Articles
OpenAI wrote about different types of parallelisms and some of the best practices of training large deep neural networks in this blog post.
It talks about various parallelisms such as:
Data parallelism—run different subsets of the batch on different GPUs;
Pipeline parallelism—run different layers of the model on different GPUs;
Tensor parallelism—break up the math for a single operation such as a matrix multiplication to be split across GPUs;
Mixture-of-Experts—process each example by only a fraction of each layer.
Google released another high-image model generator based on input similar to Imagegen, called Parti(Pathways Autoregressive Text-to-Image model).
This model exploits sequence to sequence model in an autoregressive way rather than diffusion which is what Imagegen model was leveraging.

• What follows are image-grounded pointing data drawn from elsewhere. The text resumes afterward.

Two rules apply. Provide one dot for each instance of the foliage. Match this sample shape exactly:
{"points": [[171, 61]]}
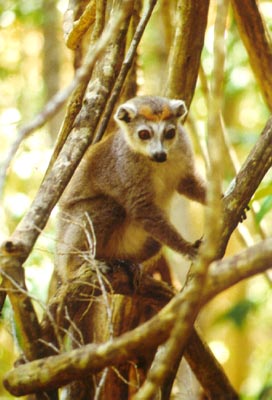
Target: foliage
{"points": [[244, 112]]}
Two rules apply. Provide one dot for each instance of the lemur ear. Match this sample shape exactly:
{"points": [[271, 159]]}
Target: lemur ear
{"points": [[126, 113], [179, 108]]}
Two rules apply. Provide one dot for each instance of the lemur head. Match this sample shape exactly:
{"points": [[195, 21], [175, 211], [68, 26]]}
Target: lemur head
{"points": [[150, 124]]}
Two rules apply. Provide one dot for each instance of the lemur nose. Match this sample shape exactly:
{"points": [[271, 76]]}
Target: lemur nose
{"points": [[160, 156]]}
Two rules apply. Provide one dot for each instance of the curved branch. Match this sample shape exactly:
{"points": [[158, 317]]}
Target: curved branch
{"points": [[186, 49], [237, 198], [256, 39], [58, 370]]}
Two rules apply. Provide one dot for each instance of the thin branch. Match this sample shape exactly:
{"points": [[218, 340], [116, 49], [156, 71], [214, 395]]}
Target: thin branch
{"points": [[184, 60], [258, 43], [49, 372], [128, 61], [59, 99]]}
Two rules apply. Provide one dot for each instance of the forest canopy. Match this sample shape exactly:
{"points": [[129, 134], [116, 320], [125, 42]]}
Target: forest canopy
{"points": [[56, 58]]}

It is interesting that both methods leverage ViT-VQGAN to learn image tokens in a vocabulary and transformer encoder-decoder duo takes care of the input sequence which is input text to an output sequence which is the image.
Google also does further analysis based on the parameter numbers within the model, results are not as surprising. The larger the model parameters, the better model is.

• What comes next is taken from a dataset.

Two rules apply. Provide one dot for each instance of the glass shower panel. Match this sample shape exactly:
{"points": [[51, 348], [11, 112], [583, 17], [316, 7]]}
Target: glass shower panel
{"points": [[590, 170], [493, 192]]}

Detailed comparisons of four scales of Parti models – 350M, 750M, 3B and 20B – and observe:
Consistent and substantial improvements in model capabilities and output image quality.
When comparing the 3B and 20B models, human evaluators preferred the latter most of the time, specifically:
63.2% for image realism/quality
75.9% for image-text match
The 20B model especially excels at prompts that are abstract, require world knowledge, specific perspectives, or writing and symbol rendering.

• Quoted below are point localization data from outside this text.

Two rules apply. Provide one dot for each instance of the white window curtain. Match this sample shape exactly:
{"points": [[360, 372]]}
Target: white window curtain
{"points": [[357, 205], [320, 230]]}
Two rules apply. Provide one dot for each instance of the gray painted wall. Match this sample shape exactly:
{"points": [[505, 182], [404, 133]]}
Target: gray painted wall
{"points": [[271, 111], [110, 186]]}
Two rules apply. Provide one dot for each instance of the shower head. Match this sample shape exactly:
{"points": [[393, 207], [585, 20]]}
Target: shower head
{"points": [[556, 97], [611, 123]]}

Some of the examples(albeit cherry-picked) are very impressive.
HuggingFace wrote a very good article on the paper of Denoising Diffusion Probabilistic Models(DDPM). They have a number of good code snippets that go along with that post as well.
Netflix wrote about all of the work that they do for causal inference in this blog post. If you want to get a recent work that has been happening for causal inference, it is an excellent survey.